Moreover, in the middle of the last century, both John Kennedy and Lyndon Johnson offered new versions of the Wilsonian project: the New Frontier and the Great Society, both attempts to realize the Kingdom through political change. Much of the American politics of the last four decades can be read as a response—by turns angry, nostalgic, and skeptical—to that earlier utopianism.
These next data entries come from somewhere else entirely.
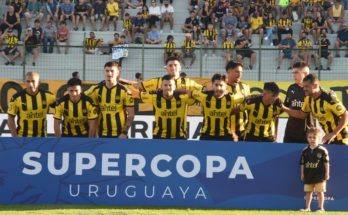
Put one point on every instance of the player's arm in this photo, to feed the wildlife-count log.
(57, 130)
(12, 125)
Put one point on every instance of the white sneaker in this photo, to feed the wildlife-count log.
(305, 210)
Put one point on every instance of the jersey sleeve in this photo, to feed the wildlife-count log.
(146, 97)
(198, 95)
(92, 111)
(58, 111)
(306, 107)
(13, 107)
(151, 84)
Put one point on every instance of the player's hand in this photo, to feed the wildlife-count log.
(123, 136)
(328, 138)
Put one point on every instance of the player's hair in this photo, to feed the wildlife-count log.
(300, 65)
(111, 64)
(172, 59)
(232, 64)
(73, 82)
(314, 130)
(218, 77)
(311, 78)
(167, 78)
(271, 86)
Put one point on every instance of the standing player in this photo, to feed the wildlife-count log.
(263, 111)
(170, 110)
(295, 130)
(238, 89)
(78, 112)
(217, 108)
(116, 105)
(31, 106)
(330, 112)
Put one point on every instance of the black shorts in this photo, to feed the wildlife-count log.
(9, 51)
(219, 138)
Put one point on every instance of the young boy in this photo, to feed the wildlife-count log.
(315, 169)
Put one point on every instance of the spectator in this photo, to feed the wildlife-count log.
(323, 52)
(10, 52)
(286, 47)
(127, 27)
(31, 45)
(138, 77)
(67, 11)
(167, 12)
(243, 50)
(63, 37)
(92, 44)
(284, 26)
(112, 10)
(243, 26)
(336, 14)
(154, 13)
(228, 47)
(34, 10)
(256, 24)
(188, 50)
(308, 25)
(342, 39)
(153, 37)
(81, 11)
(305, 45)
(98, 13)
(190, 22)
(210, 38)
(229, 25)
(49, 37)
(11, 20)
(139, 25)
(205, 14)
(270, 27)
(169, 48)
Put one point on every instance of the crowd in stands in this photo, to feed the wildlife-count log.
(228, 25)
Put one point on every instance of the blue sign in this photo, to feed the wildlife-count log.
(161, 173)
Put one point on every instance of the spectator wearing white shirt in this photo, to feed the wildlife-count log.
(167, 11)
(154, 13)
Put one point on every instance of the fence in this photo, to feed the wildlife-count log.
(148, 60)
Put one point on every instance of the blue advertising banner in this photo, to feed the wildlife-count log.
(161, 173)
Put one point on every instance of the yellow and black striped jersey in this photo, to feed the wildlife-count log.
(261, 118)
(327, 110)
(284, 23)
(127, 24)
(181, 83)
(11, 41)
(216, 112)
(169, 47)
(170, 114)
(210, 34)
(112, 103)
(239, 120)
(75, 115)
(308, 23)
(304, 43)
(31, 112)
(227, 45)
(91, 43)
(188, 44)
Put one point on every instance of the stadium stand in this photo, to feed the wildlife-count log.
(59, 66)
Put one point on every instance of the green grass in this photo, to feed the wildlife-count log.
(100, 210)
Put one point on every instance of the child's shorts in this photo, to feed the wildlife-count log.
(318, 187)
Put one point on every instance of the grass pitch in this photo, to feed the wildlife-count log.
(100, 210)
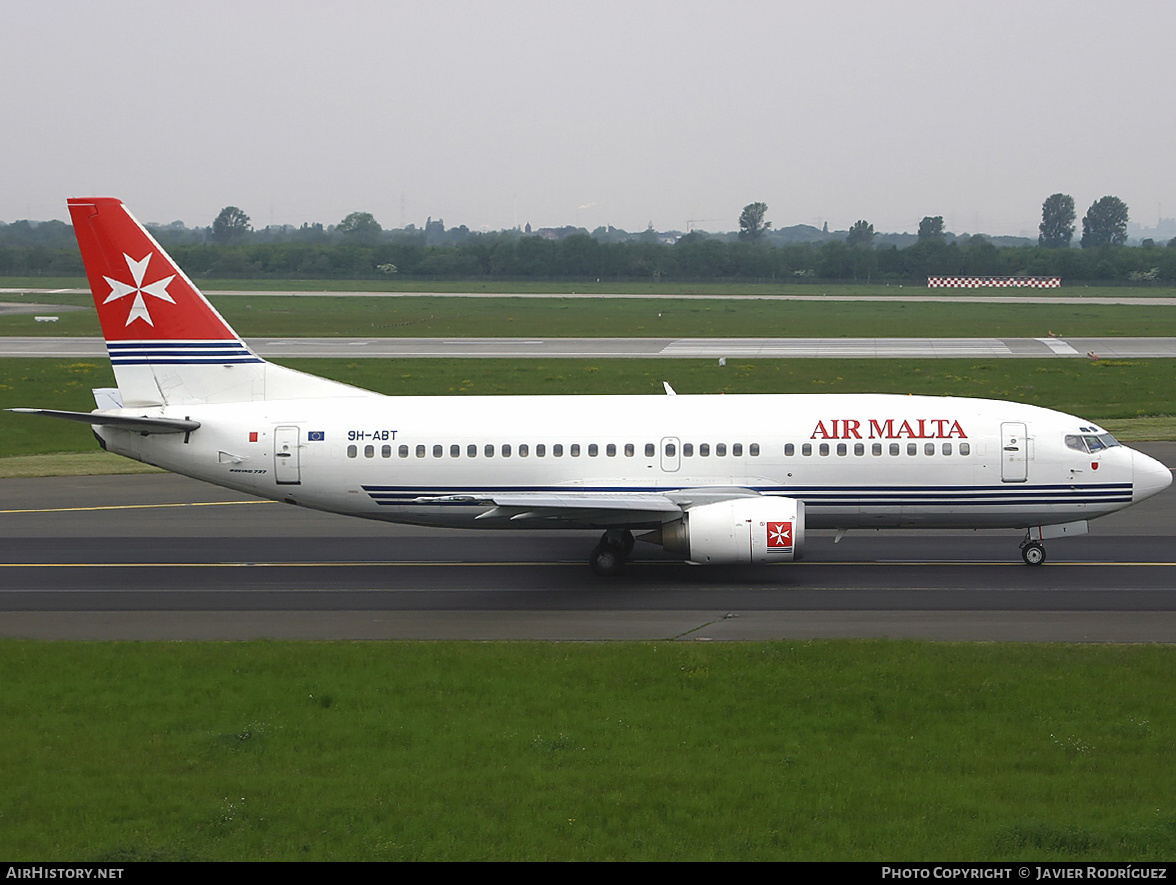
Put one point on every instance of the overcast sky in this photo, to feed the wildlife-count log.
(500, 113)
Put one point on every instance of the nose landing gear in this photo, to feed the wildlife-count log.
(1033, 551)
(608, 556)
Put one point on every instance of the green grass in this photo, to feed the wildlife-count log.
(1106, 390)
(440, 316)
(654, 751)
(592, 287)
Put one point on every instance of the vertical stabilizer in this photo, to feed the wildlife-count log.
(168, 344)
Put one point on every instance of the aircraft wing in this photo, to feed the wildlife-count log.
(141, 424)
(588, 508)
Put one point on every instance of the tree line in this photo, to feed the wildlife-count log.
(360, 249)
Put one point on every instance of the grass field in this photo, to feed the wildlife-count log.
(115, 752)
(653, 751)
(432, 316)
(606, 287)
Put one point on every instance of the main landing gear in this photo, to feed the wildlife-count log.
(609, 555)
(1033, 551)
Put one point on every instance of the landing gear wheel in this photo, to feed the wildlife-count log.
(608, 556)
(1034, 552)
(606, 560)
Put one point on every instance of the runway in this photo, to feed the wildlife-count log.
(164, 557)
(1136, 348)
(914, 294)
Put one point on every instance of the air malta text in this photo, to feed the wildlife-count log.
(888, 429)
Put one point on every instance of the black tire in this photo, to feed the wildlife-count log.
(1034, 552)
(606, 561)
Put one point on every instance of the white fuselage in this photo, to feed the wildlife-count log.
(855, 461)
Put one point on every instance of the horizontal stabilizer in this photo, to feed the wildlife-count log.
(139, 423)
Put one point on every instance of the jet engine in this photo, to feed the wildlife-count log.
(737, 530)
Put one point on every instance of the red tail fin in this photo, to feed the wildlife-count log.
(140, 294)
(168, 346)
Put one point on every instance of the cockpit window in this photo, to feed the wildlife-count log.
(1090, 442)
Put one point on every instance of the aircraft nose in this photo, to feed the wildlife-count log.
(1148, 476)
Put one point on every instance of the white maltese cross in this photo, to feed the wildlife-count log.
(156, 289)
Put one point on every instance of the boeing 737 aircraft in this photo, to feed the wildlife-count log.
(710, 478)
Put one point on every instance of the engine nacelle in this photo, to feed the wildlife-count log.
(740, 530)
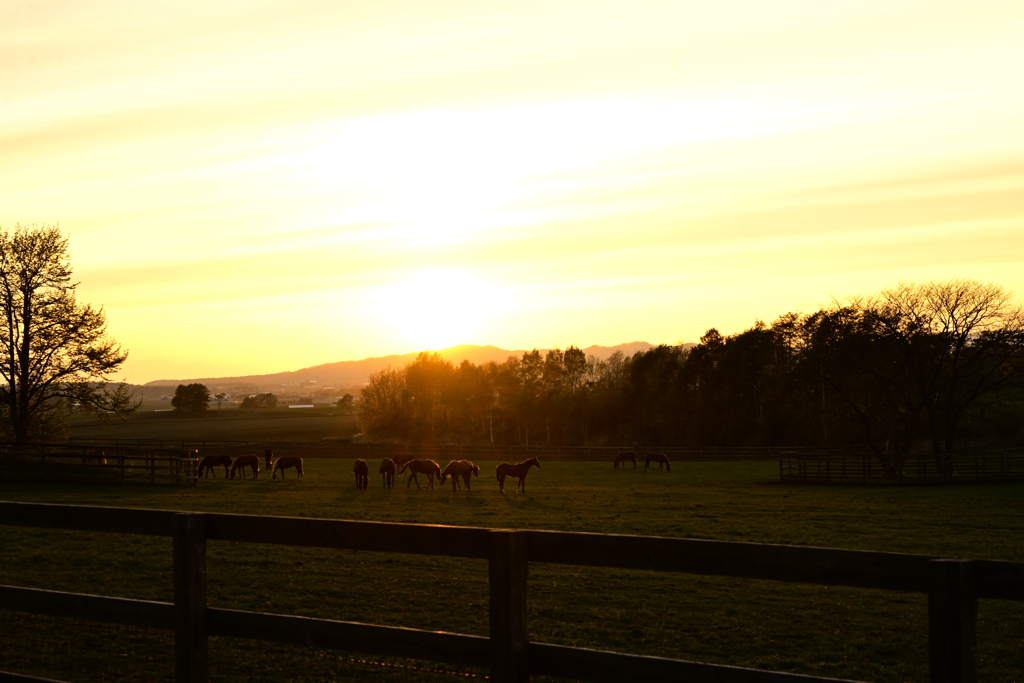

Douthat concludes, quite correctly, that the Kingdom of God, as the Bible envisions it, ought never to be identified with any political or cultural status quo. That Kingdom represents, the accomplishment of God’s grace. Hence, every political or cultural system—even one as relatively benign as the American—falls under judgment. And indeed the best of our political and religious figures have clearly understood this. Many American statesmen—Ronald Reagan most recently—have drawn inspiration from John Winthrop’s 1630 sermon “A Model of Christian Charity,” in which the colonial leader spoke of the society he and his fellows were about to found as “a city upon a hill,” which is to say, a visible place of great interest to the rest of the world. If one reads the whole of Winthrop’s homily, it becomes clear that he is not one-sidedly extolling the virtues of the new colony, but just the contrary. He is warning his people that since their experiment in ordered liberty would be carefully watched, they must be vigilant lest sin get the better of them.
President-elect Abraham Lincoln, in a February 1861 address to the New Jersey General Assembly, said, “I shall be most happy indeed if I shall be a humble instrument in the hands of the Almighty, and of this his almost chosen people ...” How wonderful that Lincoln, who certainly read American history in light of his belief in Divine Providence, was careful not simply to identify America with the chosen people of Israel, but to imply, that an “almost chosen” people would always stand in need of correction.
These lessons from Winthrop and Lincoln should be taken to heart, not only to correct a jingoistic patriotism, but to warn us of a dangerous corruption of Christianity.